A feeding ring helps a lot. It keeps food from getting pushed into the filter intake and trains them to one spot, which cuts down on frantic surface chasing.
How they behave and who they get along with
Poso halfbeaks are busy, curious, and a little pushy. Males in particular posture and squabble, and you will see lots of quick dashes and face-offs at the surface. In a cramped tank, that can turn into fin-nipping.
- Keep them in a group so one fish does not take all the heat
- Aim for more females than males if you can (males are the spicy ones)
- Pick tankmates that live mid-to-bottom and are not slow, long-finned, or easily stressed
- Avoid other surface fish (they will compete and bicker)
Good companions in my experience are small, calm bottom dwellers and midwater fish that do not hang at the surface. Think small loaches, Corydoras in the right temperature range, or sturdy small rainbowfish that stay mostly midwater. Skip bettas, fancy guppies, and anything with flowing fins - halfbeaks will test them.
They are livebearers, and females can look a bit chunky even when healthy. Watch behavior and body shape over time, not just a single snapshot.
Breeding tips
They are livebearers, and if they are comfortable you may get surprise babies. The fry are fairly large compared to many livebearers, but they are still on the menu if the adults feel like it.

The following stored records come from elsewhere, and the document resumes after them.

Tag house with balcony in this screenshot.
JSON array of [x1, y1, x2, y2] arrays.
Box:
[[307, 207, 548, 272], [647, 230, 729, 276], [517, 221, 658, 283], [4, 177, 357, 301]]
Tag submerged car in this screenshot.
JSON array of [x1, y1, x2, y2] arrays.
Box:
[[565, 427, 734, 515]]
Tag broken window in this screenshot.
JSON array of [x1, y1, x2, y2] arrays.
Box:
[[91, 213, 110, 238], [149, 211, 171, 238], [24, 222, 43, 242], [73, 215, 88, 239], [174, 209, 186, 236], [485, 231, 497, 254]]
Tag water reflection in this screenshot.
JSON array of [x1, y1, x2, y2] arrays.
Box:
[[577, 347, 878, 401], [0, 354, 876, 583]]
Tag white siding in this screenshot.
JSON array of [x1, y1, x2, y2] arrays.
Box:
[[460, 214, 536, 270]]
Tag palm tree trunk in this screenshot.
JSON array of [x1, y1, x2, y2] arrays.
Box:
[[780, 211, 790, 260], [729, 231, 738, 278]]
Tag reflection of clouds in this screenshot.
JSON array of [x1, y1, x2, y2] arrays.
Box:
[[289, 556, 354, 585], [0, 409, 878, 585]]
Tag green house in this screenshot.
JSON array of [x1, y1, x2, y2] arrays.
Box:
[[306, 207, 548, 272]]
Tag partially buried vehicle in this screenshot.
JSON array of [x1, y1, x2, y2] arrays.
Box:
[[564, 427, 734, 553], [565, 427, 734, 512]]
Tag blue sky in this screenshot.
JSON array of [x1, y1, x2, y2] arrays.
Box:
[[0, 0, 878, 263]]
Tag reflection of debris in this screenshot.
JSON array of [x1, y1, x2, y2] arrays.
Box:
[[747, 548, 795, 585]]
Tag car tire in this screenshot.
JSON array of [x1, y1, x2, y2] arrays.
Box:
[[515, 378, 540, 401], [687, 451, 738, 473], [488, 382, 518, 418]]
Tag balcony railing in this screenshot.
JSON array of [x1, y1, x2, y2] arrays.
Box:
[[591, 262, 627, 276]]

- Condition adults with small live/frozen foods (daphnia and baby brine shrimp work great)
- Provide floating plants and dense surface cover for fry to hide in
- If you want to raise numbers, move a gravid female to a separate tank with gentle filtration and lots of floaters, then return her after the drop
- Start fry on baby brine shrimp, microworms, or finely crushed floating foods
Do not expect a huge drop like with guppies. I have usually seen smaller broods, and the timing can feel unpredictable. Stable water and consistent feeding seem to matter more than chasing some magic parameter.
Common problems to watch for
- Jumping: the number one halfbeak killer in home tanks
- Starving in a community tank: they miss sinking food and get outcompeted at the surface by faster fish
- Fin nipping and stress: usually from too-small tanks, too many males, or too-bright/open setups with no surface cover
- Skinny disease look: often just not eating enough, but also watch for internal parasites if appetite drops and weight keeps falling
- Mouth injuries: they can scrape their beaks on hard decor or the lid during panicked dashes
If one fish is getting hammered, rearrange decor and add floating cover, then consider separating the aggressor. Waiting it out rarely works with halfbeaks.
The big success pattern with this species is simple: calm surface, lots of cover up top, food that stays afloat, and enough room so they are not constantly in each other’s faces. Do that, and they are a really fun fish to watch day to day.